Monday, April 09, 2007


Last summer I was walking down Tautienzestrasse near the Kaufhaus des Westens. It was late in the afternoon and very hot, even though the buildings provided shade. I was wearing lime green top with spaghetti straps and a putty coloured lightweight cotton skirt. I had bought the skirt a few days earlier at a shop in the Lehrter Hauptbahnhof. Although it cost only 13 euros, it was a lifesaver, just about the only thing I had that was cool enough for Berlin's blistering heat last July. As I passed two middleaged women I heard the one with dyed blonde hair say to her companion "Als wir junge ware" (the last a should have an umlaut) which means "as if we were young." From her disapproving glance at my bare shoulders I gathered she was talking about me, and I felt angry. True, I had been younger, but did that mean I was supposed to swelter in 33 degree Centigrade heat in long sleeves?

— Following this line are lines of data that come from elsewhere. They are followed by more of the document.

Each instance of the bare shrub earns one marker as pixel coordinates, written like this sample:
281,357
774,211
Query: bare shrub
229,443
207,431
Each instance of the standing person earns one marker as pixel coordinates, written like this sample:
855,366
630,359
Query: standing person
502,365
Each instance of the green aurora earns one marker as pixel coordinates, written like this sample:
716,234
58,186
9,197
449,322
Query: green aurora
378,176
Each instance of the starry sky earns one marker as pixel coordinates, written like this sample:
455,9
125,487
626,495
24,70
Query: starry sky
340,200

Continuing along the street I entered Hugendubel, (both u's should have unlauts) a bookstore with a good selection of English books. I took the escalator to the second floor, found a book to peruse and took it to the reading pit, a padded almost circular seating area down a couple of steps and near the escalators. After I had read my fill I walked back to my room on Nurembergerstrasse, stopping to pick up cheese, fizzy fruit drink, mineral water and crackers at Aldi, stuffing everything in the black and shite wool bag from Mexico that hung from my shoulder. I passed a restaurant and a shop that sold wedding dresses before reaching the black heavy wooden door to my place. There were a couple of bicycles parked in the courtyard inside, and heavy green foliage nearly obscured the different types of garbage and recycling containers near the big linden tree whose branches stretched far above my fifth floor window.

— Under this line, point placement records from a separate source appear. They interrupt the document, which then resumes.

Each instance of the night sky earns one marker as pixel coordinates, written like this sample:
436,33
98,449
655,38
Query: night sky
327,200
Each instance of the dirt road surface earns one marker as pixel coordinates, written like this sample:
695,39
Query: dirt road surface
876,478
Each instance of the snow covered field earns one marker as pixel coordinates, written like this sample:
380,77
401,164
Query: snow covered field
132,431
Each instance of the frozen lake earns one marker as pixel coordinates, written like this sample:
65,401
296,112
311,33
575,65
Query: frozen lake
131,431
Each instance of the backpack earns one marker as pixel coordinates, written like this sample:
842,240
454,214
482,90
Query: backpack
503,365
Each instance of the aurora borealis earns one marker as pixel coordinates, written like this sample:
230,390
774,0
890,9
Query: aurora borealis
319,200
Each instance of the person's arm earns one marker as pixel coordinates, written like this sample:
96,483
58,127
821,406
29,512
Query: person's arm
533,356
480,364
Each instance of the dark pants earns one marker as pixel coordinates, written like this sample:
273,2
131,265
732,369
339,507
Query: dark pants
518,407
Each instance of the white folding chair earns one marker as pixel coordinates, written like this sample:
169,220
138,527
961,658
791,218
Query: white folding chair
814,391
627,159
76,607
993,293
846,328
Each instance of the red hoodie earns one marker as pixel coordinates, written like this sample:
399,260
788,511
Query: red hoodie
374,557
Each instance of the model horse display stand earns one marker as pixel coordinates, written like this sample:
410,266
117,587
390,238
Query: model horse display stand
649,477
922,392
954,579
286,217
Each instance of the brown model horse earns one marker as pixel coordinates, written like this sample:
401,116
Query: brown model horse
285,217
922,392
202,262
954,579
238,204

Entering my dim stairway, I began the long climb up 86 stairs to my shared apartment. My Russian roommate, Maria from Novosibirsk, was not home. I put my food away in the narrow kitchen and walked down the long hallway to the large square room at the back. Even though the window was wide open it was stifling. I could almost touch the leaves of the linden tree outside, and a few minutes later I heard the peal of the bells from the Kaiser Wilhelm Gedachtnis Church, the bombed out ruin beside a modern church with beautiful blue stained glass soaring windows.